Madem kemâlât hakikati vardır. Ve madem kâinatı kemâlât içinde icad eden Hâlık’ın kemâlâtı muhakkaktır. Ve madem kâinatın en mühim meyvesi ve arzın halifesi ve Hâlık’ın en ehemmiyetli masnuu ve sevgilisi olan insanın kemâlâtı haktır ve hakikatlidir. Elbette bu gözümüz ile gördüğümüz kemalli ve hikmetli kâinatı fenâ ve zevalde yuvarlanan ve neticesiz olarak tesadüfün oyuncağı, tabiatın mel’abegâhı, zîhayatın zalimâne mezbahası, zîşuurun dehşetli hüzüngâhı suretine çeviren ve âsârı ile kemâlâtı görünen insanı en bîçare ve en perişan ve en aşağı bir hayvan derekesine indiren ve Hâlık’ın âyine-i kemâlâtı olan bütün mevcudatın şehadetiyle, nihayetsiz kemâlât-ı kudsiyesi bulunan o Hâlıkın kemâlâtını setredip perde çekerek netice-i faaliyetini ve hallâkıyetini iptal eden şirk, elbette olamaz ve hakikatsizdir. […]
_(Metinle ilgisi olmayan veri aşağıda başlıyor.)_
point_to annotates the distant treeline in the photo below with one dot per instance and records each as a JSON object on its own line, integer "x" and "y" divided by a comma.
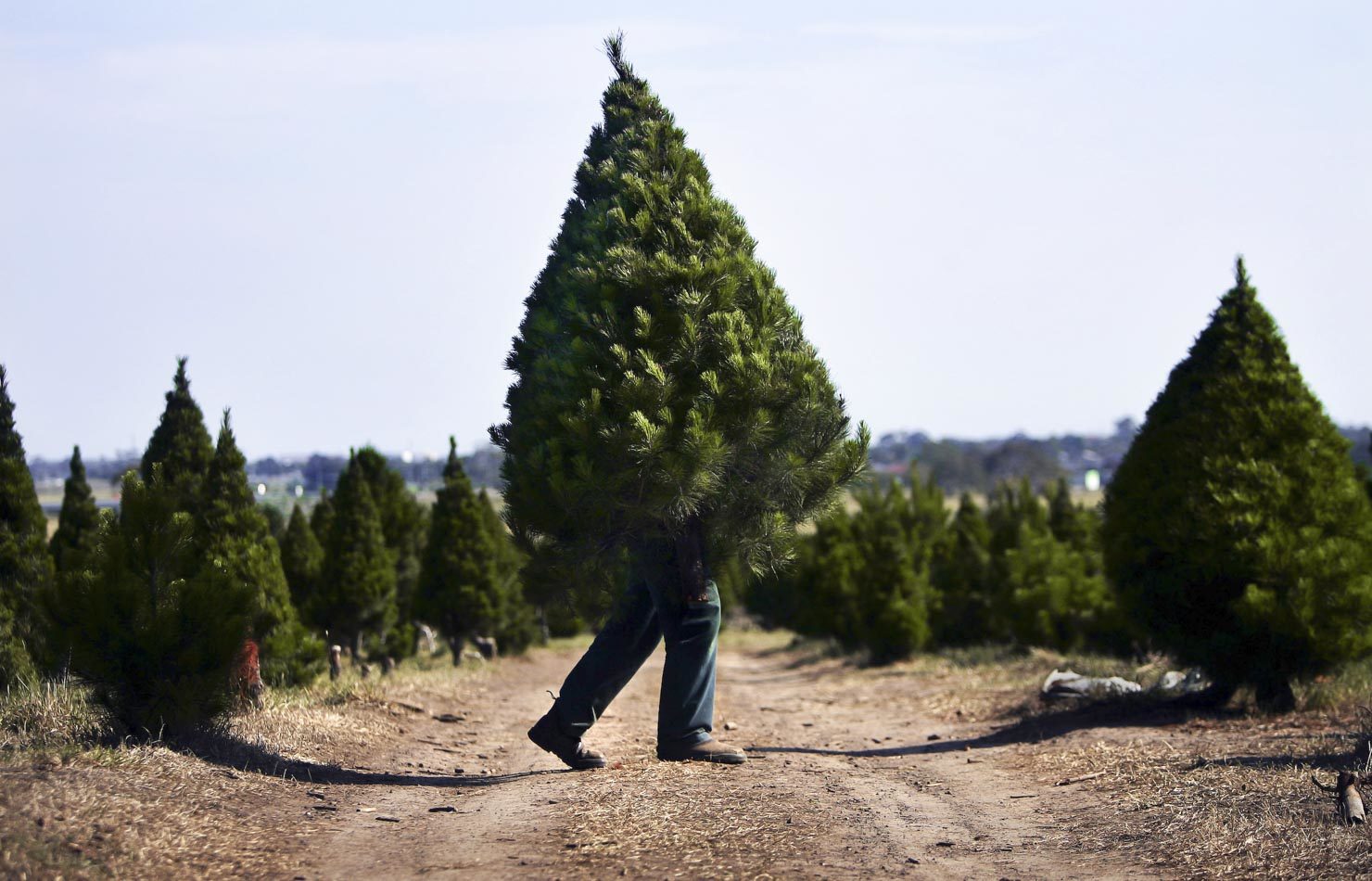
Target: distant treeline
{"x": 955, "y": 466}
{"x": 317, "y": 472}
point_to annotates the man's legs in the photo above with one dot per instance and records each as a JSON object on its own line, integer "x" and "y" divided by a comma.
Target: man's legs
{"x": 619, "y": 649}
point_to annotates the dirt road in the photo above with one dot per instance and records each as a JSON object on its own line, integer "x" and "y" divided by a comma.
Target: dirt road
{"x": 848, "y": 775}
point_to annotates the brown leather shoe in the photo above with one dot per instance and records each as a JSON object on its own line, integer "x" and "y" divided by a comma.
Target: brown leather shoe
{"x": 705, "y": 751}
{"x": 574, "y": 754}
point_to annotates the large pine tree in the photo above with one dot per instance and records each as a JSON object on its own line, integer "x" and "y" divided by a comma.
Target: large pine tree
{"x": 1235, "y": 529}
{"x": 79, "y": 523}
{"x": 235, "y": 535}
{"x": 402, "y": 525}
{"x": 665, "y": 385}
{"x": 180, "y": 443}
{"x": 25, "y": 566}
{"x": 357, "y": 592}
{"x": 460, "y": 580}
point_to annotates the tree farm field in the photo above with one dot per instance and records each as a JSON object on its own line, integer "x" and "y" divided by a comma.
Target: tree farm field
{"x": 943, "y": 766}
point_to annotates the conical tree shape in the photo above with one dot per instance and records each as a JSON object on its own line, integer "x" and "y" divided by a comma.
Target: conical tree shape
{"x": 180, "y": 443}
{"x": 79, "y": 522}
{"x": 302, "y": 558}
{"x": 155, "y": 629}
{"x": 665, "y": 385}
{"x": 960, "y": 575}
{"x": 25, "y": 566}
{"x": 1235, "y": 529}
{"x": 322, "y": 517}
{"x": 402, "y": 523}
{"x": 235, "y": 535}
{"x": 460, "y": 580}
{"x": 357, "y": 593}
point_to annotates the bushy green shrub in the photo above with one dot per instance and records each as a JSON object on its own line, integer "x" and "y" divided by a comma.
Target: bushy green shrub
{"x": 1235, "y": 529}
{"x": 663, "y": 383}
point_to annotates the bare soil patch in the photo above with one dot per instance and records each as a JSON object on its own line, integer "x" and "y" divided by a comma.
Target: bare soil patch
{"x": 940, "y": 767}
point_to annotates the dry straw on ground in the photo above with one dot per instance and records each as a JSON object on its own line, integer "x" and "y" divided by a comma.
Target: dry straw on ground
{"x": 712, "y": 826}
{"x": 1245, "y": 807}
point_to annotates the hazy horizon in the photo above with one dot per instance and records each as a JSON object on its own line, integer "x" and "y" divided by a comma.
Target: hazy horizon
{"x": 994, "y": 219}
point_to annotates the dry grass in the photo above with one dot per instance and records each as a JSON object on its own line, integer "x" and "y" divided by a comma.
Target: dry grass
{"x": 1214, "y": 812}
{"x": 76, "y": 801}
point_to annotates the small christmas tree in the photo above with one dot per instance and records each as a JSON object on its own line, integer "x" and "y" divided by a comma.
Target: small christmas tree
{"x": 79, "y": 520}
{"x": 180, "y": 443}
{"x": 155, "y": 630}
{"x": 460, "y": 586}
{"x": 302, "y": 560}
{"x": 25, "y": 566}
{"x": 235, "y": 535}
{"x": 665, "y": 386}
{"x": 1235, "y": 529}
{"x": 402, "y": 525}
{"x": 960, "y": 577}
{"x": 357, "y": 593}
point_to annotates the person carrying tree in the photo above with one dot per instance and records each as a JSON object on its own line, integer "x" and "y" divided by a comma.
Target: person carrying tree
{"x": 667, "y": 411}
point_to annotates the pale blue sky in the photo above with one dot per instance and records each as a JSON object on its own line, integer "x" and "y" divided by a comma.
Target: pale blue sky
{"x": 994, "y": 217}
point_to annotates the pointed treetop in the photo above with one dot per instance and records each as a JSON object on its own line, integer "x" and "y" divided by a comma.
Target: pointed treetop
{"x": 11, "y": 445}
{"x": 615, "y": 50}
{"x": 182, "y": 382}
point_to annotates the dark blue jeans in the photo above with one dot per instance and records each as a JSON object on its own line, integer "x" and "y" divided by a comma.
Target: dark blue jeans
{"x": 651, "y": 609}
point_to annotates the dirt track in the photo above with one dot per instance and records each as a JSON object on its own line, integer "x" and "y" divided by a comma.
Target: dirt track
{"x": 848, "y": 775}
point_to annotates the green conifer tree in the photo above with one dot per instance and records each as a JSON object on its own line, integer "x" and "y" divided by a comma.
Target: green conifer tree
{"x": 357, "y": 592}
{"x": 26, "y": 569}
{"x": 960, "y": 578}
{"x": 322, "y": 517}
{"x": 79, "y": 522}
{"x": 180, "y": 443}
{"x": 155, "y": 629}
{"x": 1068, "y": 520}
{"x": 302, "y": 560}
{"x": 274, "y": 522}
{"x": 1235, "y": 529}
{"x": 663, "y": 382}
{"x": 460, "y": 580}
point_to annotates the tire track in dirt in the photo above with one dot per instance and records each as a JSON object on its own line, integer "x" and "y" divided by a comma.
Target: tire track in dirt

Dördüncü hakikat, hâkimiyet’tir.

Evet, bu kâinata geniş bir dikkat ile bakan, kâinatı gayet haşmetli ve gayet faaliyetli bir memleket, belki idaresi gayet hikmetli ve hâkimiyeti gayet kuvvetli bir şehir hükmünde görür, her şeyi ve her nev’i birer vazife ile musahharâne meşgul bulur. [1]وَلِلّٰهِ جُنُودُ السَّمٰوَاتِ وَالْاَرْضِ ayetinin askerlik manasını ihsas eden temsiline göre, zerrat ordusundan ve nebatat fırkalarından ve hayvanat taburlarından, tâ yıldızlar ordusuna kadar olan cünud-u Rabbaniyeden, o küçücük memurlarda ve bu pek büyük askerlerde, hâkimâne tekvinî emirlerin, âmirâne hükümlerin, şahane kanunların cereyanları, bedahetle bir hâkimiyet-i mutlakanın ve bir âmiriyet-i külliyenin vücuduna delâlet ederler.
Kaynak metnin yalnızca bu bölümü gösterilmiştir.